Sloane and her colleagues set in motion a catastrophic shift within every floor and department of the Truviv offices. All four women’s lives—as women, colleagues, mothers, wives, friends, even adversaries—will change dramatically as a result.

"If only you had listened to us,” they tell us on page one, “none of this would have happened." 
Whisper Network is certainly a timely read that is a compulsively readable mix of a murder mystery with the frothy feel of a television drama. It has a familiar pattern of a group of women caught up in a mystery but also boasts plenty to say about feminism and what women experience in the work place.

Chandler Baker's writing is something that stood out to me. The pacing is part of what propels the reader to keep turning the pages. The parts that are supposed to be a bit snarky and funny hit just as hard as the mystery elements do. I am definitely looking forward to seeing what else this particular author writes in the future.
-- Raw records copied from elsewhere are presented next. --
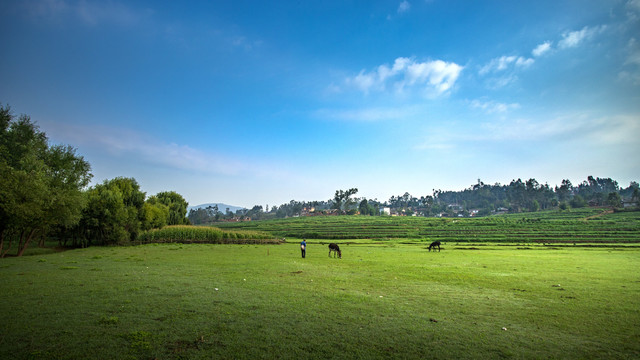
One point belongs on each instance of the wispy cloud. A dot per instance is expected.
(504, 63)
(135, 147)
(583, 129)
(573, 39)
(404, 7)
(437, 76)
(370, 114)
(542, 49)
(491, 107)
(90, 13)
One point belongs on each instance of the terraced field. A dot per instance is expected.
(581, 226)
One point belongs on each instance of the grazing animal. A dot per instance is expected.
(433, 245)
(336, 250)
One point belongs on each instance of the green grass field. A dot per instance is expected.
(174, 301)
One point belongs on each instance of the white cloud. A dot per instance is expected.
(634, 52)
(437, 76)
(572, 39)
(541, 49)
(617, 131)
(404, 7)
(505, 62)
(138, 148)
(491, 107)
(370, 114)
(88, 12)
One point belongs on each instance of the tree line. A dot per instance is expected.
(479, 199)
(44, 194)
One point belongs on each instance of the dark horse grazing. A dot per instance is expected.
(336, 250)
(433, 245)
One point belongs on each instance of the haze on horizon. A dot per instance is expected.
(246, 103)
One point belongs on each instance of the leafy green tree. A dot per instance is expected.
(342, 199)
(614, 200)
(40, 185)
(155, 215)
(177, 206)
(114, 212)
(577, 202)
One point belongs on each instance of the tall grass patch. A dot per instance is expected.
(381, 301)
(205, 235)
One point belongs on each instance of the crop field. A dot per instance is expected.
(576, 226)
(381, 300)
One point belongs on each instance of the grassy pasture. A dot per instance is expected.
(380, 301)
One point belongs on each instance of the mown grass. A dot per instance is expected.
(172, 301)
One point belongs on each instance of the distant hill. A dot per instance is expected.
(221, 207)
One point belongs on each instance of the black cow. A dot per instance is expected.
(336, 250)
(433, 245)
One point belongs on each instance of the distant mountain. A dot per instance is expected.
(221, 207)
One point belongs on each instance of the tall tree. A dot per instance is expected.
(40, 185)
(177, 206)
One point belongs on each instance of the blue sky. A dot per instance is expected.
(251, 102)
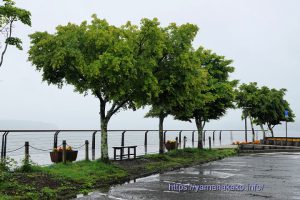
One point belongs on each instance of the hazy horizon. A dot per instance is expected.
(261, 37)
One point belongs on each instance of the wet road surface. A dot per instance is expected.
(270, 176)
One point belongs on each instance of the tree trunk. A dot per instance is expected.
(104, 122)
(263, 130)
(251, 123)
(199, 124)
(271, 129)
(161, 134)
(104, 146)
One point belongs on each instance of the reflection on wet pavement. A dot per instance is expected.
(278, 173)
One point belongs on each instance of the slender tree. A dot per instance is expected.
(219, 93)
(9, 15)
(178, 76)
(115, 64)
(264, 106)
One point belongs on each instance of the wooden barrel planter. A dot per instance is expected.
(170, 146)
(56, 156)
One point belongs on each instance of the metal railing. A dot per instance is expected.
(92, 134)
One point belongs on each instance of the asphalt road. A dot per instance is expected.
(260, 176)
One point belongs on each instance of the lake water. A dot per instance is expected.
(43, 142)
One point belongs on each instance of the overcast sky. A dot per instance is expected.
(262, 37)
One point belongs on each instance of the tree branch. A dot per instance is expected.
(6, 44)
(115, 107)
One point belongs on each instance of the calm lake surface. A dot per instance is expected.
(42, 143)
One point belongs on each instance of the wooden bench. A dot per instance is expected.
(121, 152)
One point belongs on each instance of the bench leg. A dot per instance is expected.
(121, 154)
(134, 152)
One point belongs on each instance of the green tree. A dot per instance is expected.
(219, 93)
(115, 64)
(264, 106)
(248, 98)
(9, 14)
(178, 75)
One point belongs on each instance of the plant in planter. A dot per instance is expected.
(170, 145)
(57, 154)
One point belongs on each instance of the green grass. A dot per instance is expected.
(88, 172)
(64, 181)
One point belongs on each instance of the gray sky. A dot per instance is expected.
(262, 37)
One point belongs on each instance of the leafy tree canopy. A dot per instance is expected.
(9, 14)
(115, 64)
(266, 106)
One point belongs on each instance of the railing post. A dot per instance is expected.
(64, 152)
(26, 161)
(55, 139)
(94, 145)
(146, 138)
(180, 138)
(4, 141)
(123, 138)
(193, 138)
(2, 146)
(165, 137)
(86, 150)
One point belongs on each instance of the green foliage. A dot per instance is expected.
(115, 64)
(264, 105)
(7, 164)
(48, 193)
(219, 93)
(86, 172)
(178, 75)
(27, 165)
(9, 14)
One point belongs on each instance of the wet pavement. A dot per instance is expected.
(259, 176)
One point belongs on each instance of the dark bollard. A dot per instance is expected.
(180, 138)
(64, 151)
(94, 145)
(193, 138)
(26, 161)
(86, 150)
(123, 138)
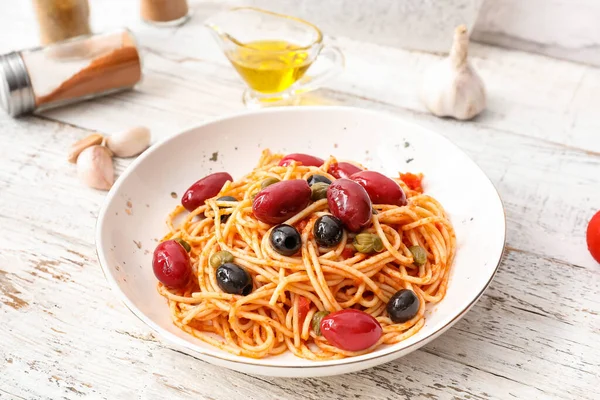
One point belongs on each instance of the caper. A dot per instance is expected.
(220, 258)
(184, 244)
(318, 191)
(368, 243)
(316, 321)
(419, 255)
(268, 182)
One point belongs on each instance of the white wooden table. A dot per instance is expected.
(535, 333)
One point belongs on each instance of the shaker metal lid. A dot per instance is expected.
(16, 93)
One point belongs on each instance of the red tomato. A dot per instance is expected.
(350, 202)
(343, 169)
(304, 159)
(171, 264)
(303, 308)
(381, 189)
(593, 236)
(280, 201)
(204, 189)
(351, 329)
(412, 181)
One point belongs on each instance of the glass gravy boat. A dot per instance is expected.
(277, 56)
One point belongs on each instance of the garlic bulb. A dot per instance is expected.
(83, 144)
(95, 167)
(129, 143)
(452, 88)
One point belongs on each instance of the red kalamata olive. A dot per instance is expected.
(381, 189)
(304, 159)
(349, 202)
(281, 201)
(205, 188)
(343, 169)
(351, 329)
(171, 264)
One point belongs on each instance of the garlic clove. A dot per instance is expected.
(129, 143)
(95, 167)
(83, 144)
(452, 88)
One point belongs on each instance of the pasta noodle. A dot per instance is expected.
(268, 321)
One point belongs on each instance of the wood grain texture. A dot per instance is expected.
(533, 335)
(559, 28)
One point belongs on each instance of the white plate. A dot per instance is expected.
(133, 216)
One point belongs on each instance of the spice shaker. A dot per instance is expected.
(70, 71)
(164, 12)
(62, 19)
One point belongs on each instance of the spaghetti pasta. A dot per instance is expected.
(288, 290)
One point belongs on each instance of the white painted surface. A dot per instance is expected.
(533, 335)
(566, 29)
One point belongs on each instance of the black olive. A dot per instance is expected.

The book gets its title from a list that gets passed from woman to woman. It is a list of men and their bad behaviour towards women. It is a warning device so that women may be aware and used as a means to protect each other. I could instantly recognize the versions of this list that I have experienced in my own life - actual whispers to not be alone with this man, mentions of misdeeds from others. Women use things like this all over the world and I expect a large majority of us has had some form of warning like this while in the work place. This part of the novel, and the examination of the things women experience and put themselves through in the work place was what made the book work for me. The little aggressions about how women are supposed to balance careers and motherhood while still looking good and being sexy is something that will resonate with plenty of readers. It also highlights the ways in which we grapple with guilt or the lack thereof about everything from motherhood to relationships or how we feel about ourselves and others and how we think we should feel.

The books construction from its characters to the mystery at the heart of the book felt very similar to Big Little Lies to me. There are obvious differences but that comparison is there. I do think that the order in which someone reads them may impact their enjoyment. If you were experiencing this without having previously read Big Little Lies I expect your impression of this book would be quite different.

I could easily see this being a limited television series. I kept casting people in my head as I was reading. I kept picturing Richard Madden as Ames (it's probably the grey/white stripe in the hair). One of the characters felt perfect for Reese Whiterspoon to play and I kept picturing another as Nicole Kidman. This could be because of the previously mentioned similarities to Big Little Lies however. It is, however, something that you could easily see one of the streaming services picking up.

While I enjoyed The Whisper Network I did find myself not as invested due to similarities to other books I had read. The elements that set it apart were the most fascinating parts of the story and the writing itself ensured I remained invested. I do recommend it, and think it makes for a great book club pick. I particularly recommend it to those who may not read as much from this genre as I think they'll really enjoy it.